Sur le plan des libertés politiques, l’activité des partis politiques se résume aux assemblées générales hebdomadaires au sein de leurs sièges. Les protestations, même non politiques, sont interdites.

Les premières manifestations de rue, pour dénoncer « la gestion unilatérale » de la transition ont fait une dizaine de morts en trois mois, des dégâts matériels et plusieurs arrestations. Sans compter ceux qui, dans le camp des putschistes et de celui des loyalistes sont tombés lors de l’assaut du 5 septembre 2021 contre le palais présidentiel Sékhoutouréya. Faute de bilan officiel, la presse locale évoque vaguement une centaine de victimes.

Mais sous les régimes militaires, ce qui inquiète le plus, ce sont les crimes de sang et les violations des droits humains, même s’ils ne sont pas l’apanage des pouvoirs issus de putsch.

En Guinée, la liste de ces crimes est longue. En atteste le procès en cours contre les pontes du précédent régime militaire. Elles sont accusées d’être impliquées dans ce qui est communément appelé « le massacre du 28 septembre 2009 », en référence à la répression meurtrière d’une manifestation d’opposants au régime militaire de l’époque au stade du 28 septembre.

En plus de promettre plus de rigueur dans la reddition des comptes avec la création d’une Cour de répression des infractions économiques et financières (Crief), Mamadi Doumbouya, qui a promis de « faire de la justice la boussole de la transition », a relevé le défi d’ouvrir ce procès emblématique. Onze accusés, dont l’ancien président putschiste, Moussa Dadis Camara, défilent à la barre.

Plusieurs autres officiers, dénoncés au cours du procès notamment par Aboubacar Sidiki Diakité dit Toumba, risquent d’être rattrapés par leur passé.
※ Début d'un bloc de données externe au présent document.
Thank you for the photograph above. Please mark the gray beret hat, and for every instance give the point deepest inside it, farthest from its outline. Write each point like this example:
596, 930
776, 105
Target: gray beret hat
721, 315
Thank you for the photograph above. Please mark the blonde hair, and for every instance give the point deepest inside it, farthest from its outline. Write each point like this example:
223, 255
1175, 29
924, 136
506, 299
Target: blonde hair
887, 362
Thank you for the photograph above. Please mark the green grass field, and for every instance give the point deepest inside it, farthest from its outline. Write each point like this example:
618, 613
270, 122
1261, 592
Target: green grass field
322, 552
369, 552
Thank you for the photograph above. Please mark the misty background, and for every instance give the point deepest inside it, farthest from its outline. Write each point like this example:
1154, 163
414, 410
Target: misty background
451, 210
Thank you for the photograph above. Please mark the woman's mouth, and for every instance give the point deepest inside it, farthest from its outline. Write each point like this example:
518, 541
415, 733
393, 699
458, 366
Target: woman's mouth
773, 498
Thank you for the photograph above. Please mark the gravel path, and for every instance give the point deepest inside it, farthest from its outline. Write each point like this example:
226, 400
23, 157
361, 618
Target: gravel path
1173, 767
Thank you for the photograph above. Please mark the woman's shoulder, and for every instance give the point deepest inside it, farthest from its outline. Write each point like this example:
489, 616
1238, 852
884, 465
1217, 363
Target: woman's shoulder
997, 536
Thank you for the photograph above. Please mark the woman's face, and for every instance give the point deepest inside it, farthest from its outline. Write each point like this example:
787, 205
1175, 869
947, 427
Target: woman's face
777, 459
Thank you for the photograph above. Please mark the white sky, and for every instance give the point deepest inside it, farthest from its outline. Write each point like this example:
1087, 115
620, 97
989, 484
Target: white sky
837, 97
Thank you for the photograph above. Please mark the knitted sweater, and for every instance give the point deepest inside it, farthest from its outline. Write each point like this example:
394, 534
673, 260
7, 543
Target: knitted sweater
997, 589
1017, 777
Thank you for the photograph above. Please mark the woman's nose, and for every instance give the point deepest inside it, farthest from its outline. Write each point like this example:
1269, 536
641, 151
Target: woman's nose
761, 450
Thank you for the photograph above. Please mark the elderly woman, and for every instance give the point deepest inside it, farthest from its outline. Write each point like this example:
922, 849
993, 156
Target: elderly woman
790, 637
Le commandant Toumba était l’aide de Camp du capitaine Dadis Camara alors chef de l’Etat.

« C’est un procès historique qui ouvre la voie de la lutte contre l’impunité », affirme Halimatou Camara, une avocate des parties civiles à ce procès. Elle estime que cette procédure devrait favoriser la justice et l’Etat de droit en Guinée.

Tradition de putschs

Depuis son indépendance en 1958, la Guinée est à son troisième coup d’Etat (réussis) et au moins à quatre tentatives de putschs avortées.

Dans les discours publics actuels en Guinée revient un vœu (pieu ?) : l’actuelle transition doit être la dernière. Mais certains observateurs pensent qu’ « un  putsch en appelle toujours un autre ».

« Beaucoup pensaient que Dadis Camara allait être le dernier à prendre le pouvoir par les armes », remarque un ancien ministre d’Alpha Condé. « Les putschs créent l’instabilité, délégitiment les institutions, fragilisent les acquis démocratiques et ouvrent la possibilité de reproduire les mêmes pratiques. Nous assistons depuis des décennies à un éternel recommencement : coups d’État, transitions, élections contestées (…) », analyse Saïkou Oumar Baldé, Enseignant-chercheur en Science politique à l’Université général Lansana Conté de Sonfonia à Conakry qui fait remarquer toutefois,  « le vote en tant qu’outil de désignation des élites à la disposition des citoyens n’a jamais fonctionné ».